Je me souvins de la grimace de Viktor quand mon père avait insisté pour un don avant notre mariage. « Ton père ne me fait pas confiance », avait-il ronchonné. Et mon père avait eu raison.
J’appelai Tamara :
– Tu te souviens des autres documents que tu mentionnais ?
– Bien sûr, – répondit-elle joyeusement. – Je t’attends demain matin. Et tu sais quoi ? J’ai trouvé quelque chose d’intéressant sur Viktor. Il a des dettes non remboursées. C’est pour ça qu’il essaie de prendre ton appartement.
Tout devenait plus clair. Je me souvenais de comment Viktor empruntait constamment de l’argent et cachait des choses.
– Galia Petrovna ! – m’interpella une voisine quand je sortis de l’immeuble. – Je vous ai vue, avec Viktor et cette… si vous avez besoin d’un témoin, je suis là.
– Merci, Anna Vassilievna, – répondis-je avec un sourire sincère. – Avant, j’aurais eu honte d’accepter votre aide. Maintenant, je vois que je ne dois pas avoir peur d’être forte.
Le soir, la porte sonna. C’était Viktor, plus fatigué, son regard fuyant.
– Galia, parlons calmement…
– Non, Vitya, – dis-je en secouant la tête sans l’inviter à entrer. – Plus de discussions.
– Tu sais que je suis dans une situation difficile, – il tenta de s’introduire dans l’appartement. – Ces dettes…
– Ah, alors tu avoues les dettes maintenant ? – répondis-je en riant. – Tu sais ce qui m’étonne le plus ? Je n’ai même plus de colère. C’est indifférent maintenant.

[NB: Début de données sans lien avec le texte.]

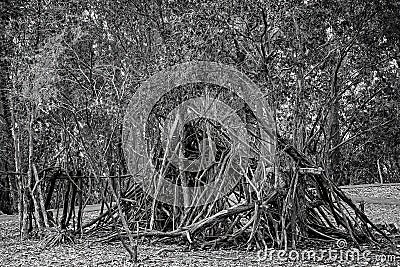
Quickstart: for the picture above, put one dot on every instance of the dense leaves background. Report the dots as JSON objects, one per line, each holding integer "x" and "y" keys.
{"x": 330, "y": 70}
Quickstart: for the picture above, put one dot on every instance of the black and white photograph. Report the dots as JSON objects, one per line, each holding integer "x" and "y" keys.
{"x": 199, "y": 133}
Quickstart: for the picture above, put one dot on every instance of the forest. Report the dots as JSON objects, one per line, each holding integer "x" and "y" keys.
{"x": 328, "y": 71}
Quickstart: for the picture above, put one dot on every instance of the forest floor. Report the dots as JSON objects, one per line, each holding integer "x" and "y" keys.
{"x": 87, "y": 252}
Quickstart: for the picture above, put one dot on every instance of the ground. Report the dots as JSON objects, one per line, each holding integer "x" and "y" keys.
{"x": 87, "y": 252}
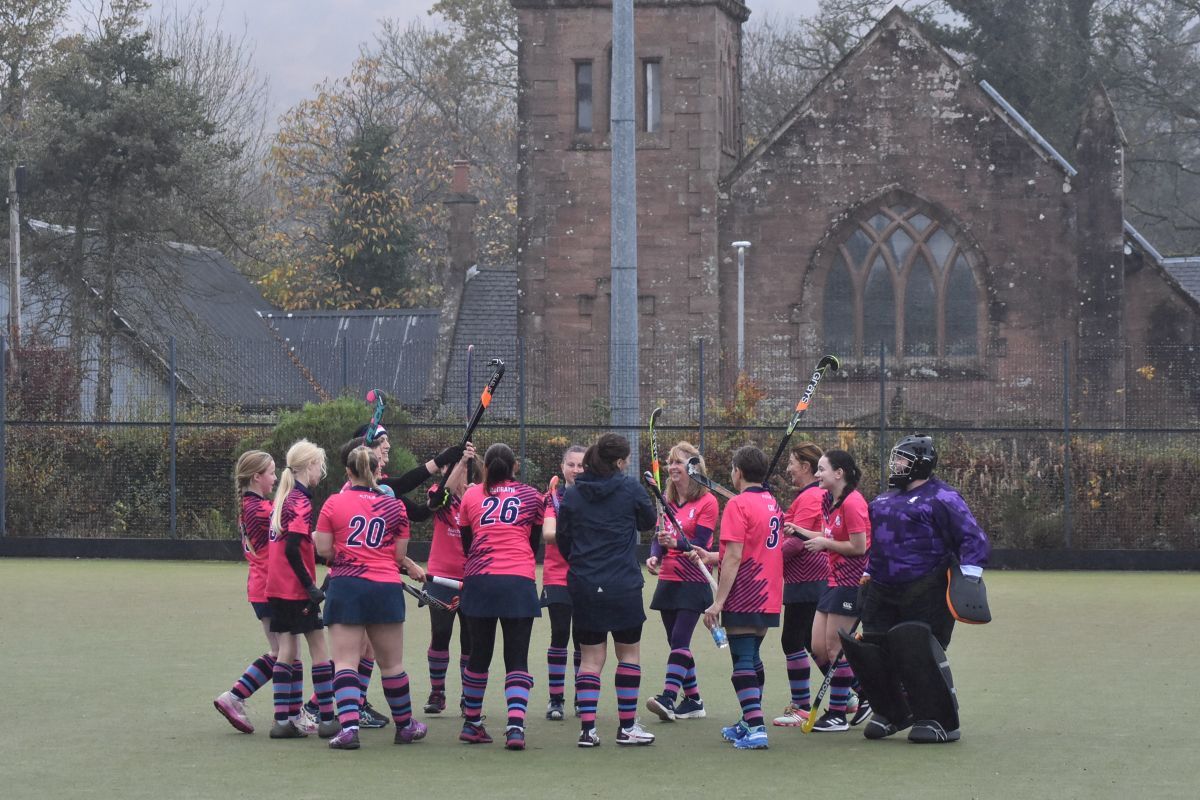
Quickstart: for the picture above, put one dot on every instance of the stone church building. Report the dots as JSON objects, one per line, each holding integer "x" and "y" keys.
{"x": 900, "y": 203}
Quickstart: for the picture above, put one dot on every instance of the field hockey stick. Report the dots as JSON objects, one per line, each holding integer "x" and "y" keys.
{"x": 654, "y": 447}
{"x": 807, "y": 727}
{"x": 705, "y": 480}
{"x": 485, "y": 398}
{"x": 375, "y": 396}
{"x": 684, "y": 545}
{"x": 828, "y": 362}
{"x": 426, "y": 599}
{"x": 450, "y": 583}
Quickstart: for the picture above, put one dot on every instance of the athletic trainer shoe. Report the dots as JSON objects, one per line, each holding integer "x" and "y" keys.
{"x": 409, "y": 733}
{"x": 661, "y": 705}
{"x": 690, "y": 709}
{"x": 863, "y": 714}
{"x": 371, "y": 719}
{"x": 755, "y": 739}
{"x": 287, "y": 729}
{"x": 233, "y": 709}
{"x": 930, "y": 732}
{"x": 832, "y": 722}
{"x": 880, "y": 727}
{"x": 735, "y": 732}
{"x": 437, "y": 702}
{"x": 793, "y": 716}
{"x": 346, "y": 739}
{"x": 305, "y": 723}
{"x": 635, "y": 734}
{"x": 514, "y": 738}
{"x": 474, "y": 734}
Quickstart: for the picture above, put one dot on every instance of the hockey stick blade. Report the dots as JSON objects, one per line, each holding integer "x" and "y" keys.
{"x": 703, "y": 480}
{"x": 684, "y": 545}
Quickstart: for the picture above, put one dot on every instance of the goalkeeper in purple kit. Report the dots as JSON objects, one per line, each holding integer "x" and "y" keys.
{"x": 919, "y": 529}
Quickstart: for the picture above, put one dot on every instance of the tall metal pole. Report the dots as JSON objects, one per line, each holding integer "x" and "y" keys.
{"x": 623, "y": 367}
{"x": 742, "y": 305}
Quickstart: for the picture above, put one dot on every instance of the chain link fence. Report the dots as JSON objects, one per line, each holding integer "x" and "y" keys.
{"x": 1045, "y": 456}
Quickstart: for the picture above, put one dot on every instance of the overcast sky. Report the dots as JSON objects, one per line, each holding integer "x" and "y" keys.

– Galia, – dit-il avec des airs suppliants, – peut-être que tu pourrais nous prêter une pièce ? Larissa m’a jeté dehors à cause des dettes…
Et là, je partis dans un rire franc, le premier depuis longtemps. Un rire de liberté.
– Non, Vitya. Pas de pièce, pas d’angle, rien. Prends tes papiers et pars.
– Tu vas le regretter, – il tenta de menacer, mais c’était risible.
– Tu sais ce que je regrette vraiment ? – dis-je en le regardant dans les yeux. – Les trente ans que j’ai passés à avoir peur d’être moi-même. Mais ça, c’est du passé.
Je fermai la porte et m’appuyai contre elle. Un calme profond s’installa. Les minutes de ma nouvelle vie venaient de commencer.